Uma equipa de investigadores da Universidade do Porto, da Universidade de Coimbra e do Instituto Universitário de Lisboa fez um estudo sobre a praxe universitária, no sentido de a “conhecer em profundidade” e como “requisito fundamental para a definição de medidas que previnam excessos e abusos”.

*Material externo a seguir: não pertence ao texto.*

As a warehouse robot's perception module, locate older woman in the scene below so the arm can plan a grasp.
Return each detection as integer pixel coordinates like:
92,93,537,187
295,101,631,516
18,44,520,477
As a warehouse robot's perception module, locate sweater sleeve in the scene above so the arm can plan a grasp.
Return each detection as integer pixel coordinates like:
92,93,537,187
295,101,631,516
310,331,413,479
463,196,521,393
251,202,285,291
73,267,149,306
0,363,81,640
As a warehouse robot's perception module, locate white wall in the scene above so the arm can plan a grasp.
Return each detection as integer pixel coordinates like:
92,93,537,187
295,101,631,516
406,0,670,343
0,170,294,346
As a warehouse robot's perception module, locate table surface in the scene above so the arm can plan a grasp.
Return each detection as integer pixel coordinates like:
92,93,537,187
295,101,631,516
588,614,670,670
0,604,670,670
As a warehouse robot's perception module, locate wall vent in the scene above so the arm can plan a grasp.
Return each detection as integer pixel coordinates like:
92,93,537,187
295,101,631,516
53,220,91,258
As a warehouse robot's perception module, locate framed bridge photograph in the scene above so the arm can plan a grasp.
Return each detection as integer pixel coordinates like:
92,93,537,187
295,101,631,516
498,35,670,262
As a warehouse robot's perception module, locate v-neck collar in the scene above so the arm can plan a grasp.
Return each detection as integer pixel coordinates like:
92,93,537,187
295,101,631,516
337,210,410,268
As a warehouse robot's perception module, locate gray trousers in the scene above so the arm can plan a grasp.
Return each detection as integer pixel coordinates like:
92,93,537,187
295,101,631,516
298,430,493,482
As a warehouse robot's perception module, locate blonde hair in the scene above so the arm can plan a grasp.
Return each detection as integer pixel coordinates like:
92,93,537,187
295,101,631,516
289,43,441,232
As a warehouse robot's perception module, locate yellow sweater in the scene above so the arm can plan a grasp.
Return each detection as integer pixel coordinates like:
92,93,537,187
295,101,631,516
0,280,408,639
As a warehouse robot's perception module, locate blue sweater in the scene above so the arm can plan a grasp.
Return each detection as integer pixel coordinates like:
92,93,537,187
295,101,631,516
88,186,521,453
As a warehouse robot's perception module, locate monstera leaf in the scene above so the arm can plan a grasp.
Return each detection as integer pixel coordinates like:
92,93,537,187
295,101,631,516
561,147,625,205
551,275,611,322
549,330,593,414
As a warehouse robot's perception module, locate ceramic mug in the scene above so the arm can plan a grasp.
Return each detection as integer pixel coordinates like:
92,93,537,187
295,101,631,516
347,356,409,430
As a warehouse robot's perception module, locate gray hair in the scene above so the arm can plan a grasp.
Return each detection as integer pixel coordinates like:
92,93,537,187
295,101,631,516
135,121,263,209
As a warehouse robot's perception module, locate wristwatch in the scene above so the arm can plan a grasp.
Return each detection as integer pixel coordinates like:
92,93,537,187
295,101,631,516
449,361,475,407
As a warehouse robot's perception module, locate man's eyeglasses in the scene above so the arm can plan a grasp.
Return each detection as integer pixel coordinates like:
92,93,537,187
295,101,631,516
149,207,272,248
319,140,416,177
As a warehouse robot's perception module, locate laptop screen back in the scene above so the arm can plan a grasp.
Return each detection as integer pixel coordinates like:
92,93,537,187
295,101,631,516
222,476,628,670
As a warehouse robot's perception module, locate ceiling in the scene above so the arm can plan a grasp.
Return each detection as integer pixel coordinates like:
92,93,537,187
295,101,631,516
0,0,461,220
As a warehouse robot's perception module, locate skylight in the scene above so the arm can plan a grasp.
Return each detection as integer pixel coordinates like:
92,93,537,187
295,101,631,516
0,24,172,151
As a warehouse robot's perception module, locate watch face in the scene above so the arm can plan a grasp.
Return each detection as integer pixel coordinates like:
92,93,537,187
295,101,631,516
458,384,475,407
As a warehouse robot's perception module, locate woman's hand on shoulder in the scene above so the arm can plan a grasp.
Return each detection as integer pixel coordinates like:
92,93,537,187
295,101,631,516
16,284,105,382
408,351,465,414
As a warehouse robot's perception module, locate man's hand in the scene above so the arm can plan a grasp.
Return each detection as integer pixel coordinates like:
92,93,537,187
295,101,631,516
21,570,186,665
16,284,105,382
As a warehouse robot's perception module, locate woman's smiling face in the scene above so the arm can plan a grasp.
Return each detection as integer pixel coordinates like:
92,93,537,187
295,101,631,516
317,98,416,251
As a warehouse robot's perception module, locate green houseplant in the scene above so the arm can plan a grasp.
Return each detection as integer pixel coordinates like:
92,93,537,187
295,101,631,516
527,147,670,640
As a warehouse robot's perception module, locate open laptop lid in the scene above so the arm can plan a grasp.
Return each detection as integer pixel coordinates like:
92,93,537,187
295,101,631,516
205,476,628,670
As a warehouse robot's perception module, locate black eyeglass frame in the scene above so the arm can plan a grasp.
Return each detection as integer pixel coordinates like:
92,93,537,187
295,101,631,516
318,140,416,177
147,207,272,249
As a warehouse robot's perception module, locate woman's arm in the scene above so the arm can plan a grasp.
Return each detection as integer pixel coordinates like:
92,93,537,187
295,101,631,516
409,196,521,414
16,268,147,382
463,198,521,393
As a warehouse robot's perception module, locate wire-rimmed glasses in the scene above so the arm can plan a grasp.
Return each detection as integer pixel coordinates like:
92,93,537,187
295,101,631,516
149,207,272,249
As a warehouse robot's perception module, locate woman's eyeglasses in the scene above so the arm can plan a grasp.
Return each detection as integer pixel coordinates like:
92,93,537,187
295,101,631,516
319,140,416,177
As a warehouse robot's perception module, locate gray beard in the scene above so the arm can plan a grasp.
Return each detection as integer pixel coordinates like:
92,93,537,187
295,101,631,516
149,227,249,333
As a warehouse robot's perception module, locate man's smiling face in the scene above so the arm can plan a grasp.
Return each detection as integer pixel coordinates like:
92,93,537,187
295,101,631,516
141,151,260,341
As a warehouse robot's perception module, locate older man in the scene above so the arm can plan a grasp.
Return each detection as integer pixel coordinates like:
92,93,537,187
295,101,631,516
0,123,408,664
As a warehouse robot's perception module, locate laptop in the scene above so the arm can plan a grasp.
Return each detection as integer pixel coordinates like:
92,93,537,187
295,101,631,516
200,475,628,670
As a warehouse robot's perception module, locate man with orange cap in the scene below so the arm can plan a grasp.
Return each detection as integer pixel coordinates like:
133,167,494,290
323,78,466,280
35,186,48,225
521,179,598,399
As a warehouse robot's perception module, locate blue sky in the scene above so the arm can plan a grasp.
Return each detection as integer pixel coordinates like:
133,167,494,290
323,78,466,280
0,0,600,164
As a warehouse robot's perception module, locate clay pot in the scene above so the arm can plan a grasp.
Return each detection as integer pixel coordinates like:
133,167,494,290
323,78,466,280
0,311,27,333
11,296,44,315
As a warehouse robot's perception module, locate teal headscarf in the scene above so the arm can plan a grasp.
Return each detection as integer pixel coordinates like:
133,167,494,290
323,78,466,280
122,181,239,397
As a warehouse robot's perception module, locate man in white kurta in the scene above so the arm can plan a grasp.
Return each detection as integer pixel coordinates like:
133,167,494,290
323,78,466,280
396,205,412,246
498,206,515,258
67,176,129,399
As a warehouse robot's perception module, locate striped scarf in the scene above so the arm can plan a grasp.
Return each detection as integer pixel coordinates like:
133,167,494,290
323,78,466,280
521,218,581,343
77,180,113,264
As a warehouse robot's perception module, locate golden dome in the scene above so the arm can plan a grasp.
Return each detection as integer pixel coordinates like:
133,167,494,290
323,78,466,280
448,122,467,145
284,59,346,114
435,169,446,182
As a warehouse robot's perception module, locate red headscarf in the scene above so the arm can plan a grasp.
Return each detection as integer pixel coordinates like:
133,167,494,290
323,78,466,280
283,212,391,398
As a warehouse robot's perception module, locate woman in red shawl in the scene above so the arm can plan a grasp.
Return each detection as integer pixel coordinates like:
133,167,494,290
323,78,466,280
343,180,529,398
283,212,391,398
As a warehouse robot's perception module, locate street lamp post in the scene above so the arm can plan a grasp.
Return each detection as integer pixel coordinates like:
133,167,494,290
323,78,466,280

Ali se diz, entre muitas outras coisas, que «o ethos da praxe é (…) marcado pela inculcação de valores antidemocráticos e de sacralização da autoridade», coisa que não é difícil concluir (e, atenção, este apontamento não pretende diminuir a importância do estudo feito), dado o modo como os pais estão a educar os filhos e a deriva da escola, em matéria de exigência do cumprimento de normas éticas, de acatamento da disciplina e de comportamento aceitável. Podíamos acrescentar que também os modelos socio-políticos deveriam sofrer alterações ou, no mínimo, haver consequências visíveis para os prevaricadores e corruptos, mas este problema ficava em grande parte resolvido, se a família, primeiro, e a escola, depois, estivessem à altura do cumprimento das suas obrigações. E não estão, e nada indica que venham a estar, num futuro próximo… Parece que temos muita dificuldade em aceitar, reclamar e exercer a autoridade na família e na escola: tanto quanto os meninos parecem desejá-la e sujeitar-se voluntaria, injustificada e erradamente a ela no primeiro ano dos cursos universitários. Isto tem tanto de paradoxal como de… real, o que devia, senão envergonhar-nos, pelo menos ensinar-nos…
Quanto às recomendações, elas incluem, e passo a referir (com comentários meus entre parêntesis):
- monitorização de proximidade por parte do provedor do estudante;
- não legitimação institucional das estruturas da praxe;
- difusão anual de um panfleto realçando o carácter não obrigatório da praxe [o que faz todo o sentido]; e que seja incluído no ensino secundário um tópico específico sobre o tema, aconselhando mesmo uma edição do parlamento dos jovens subordinada ao tema das praxes [Esta proposta facilmente redundaria no elogio do que se quer combater. Só quem não conhece o grau de descrédito a que o ensino secundário (e o básico, já agora) chegou, pode propôr tal coisa. No estado em que as coisas estão, eu diria que, para não alimentar a chaga, melhor é que o ensino secundário não seja metido ao barulho – bastando que nada faça que promova o cancro, como em tempos ocorreu, por exemplo na chamada “área de projecto”, em que “papas” da universidade vieram a escolas secundárias fazer sessões sobre as características entusiasmantes das praxes. O meu choque foi tal, na altura, que até guardei um exemplar dos cartazes (impressos na reprografia) a publicitar a coisa!];
- oferta de alternativas à praxe; como actividades lúdicas, pedagógicas e formativas de integração na vida académica;
- responsabilidade irrenunciável dos órgãos de gestão, podendo vir a ser responsabilizados por não proibirem ou não sancionarem práticas ilícitas, contrárias à dignidade humana.
É de louvar e agradecer o trabalho das universidades e, em particular, das equipas que propõem estas medidas. E, de caminho, elogiar também a clareza e a coragem do ministro Manuel Heitor que não tem vacilado no que respeita a esta matéria.
Já não era sem tempo: mais vale tarde que nunca.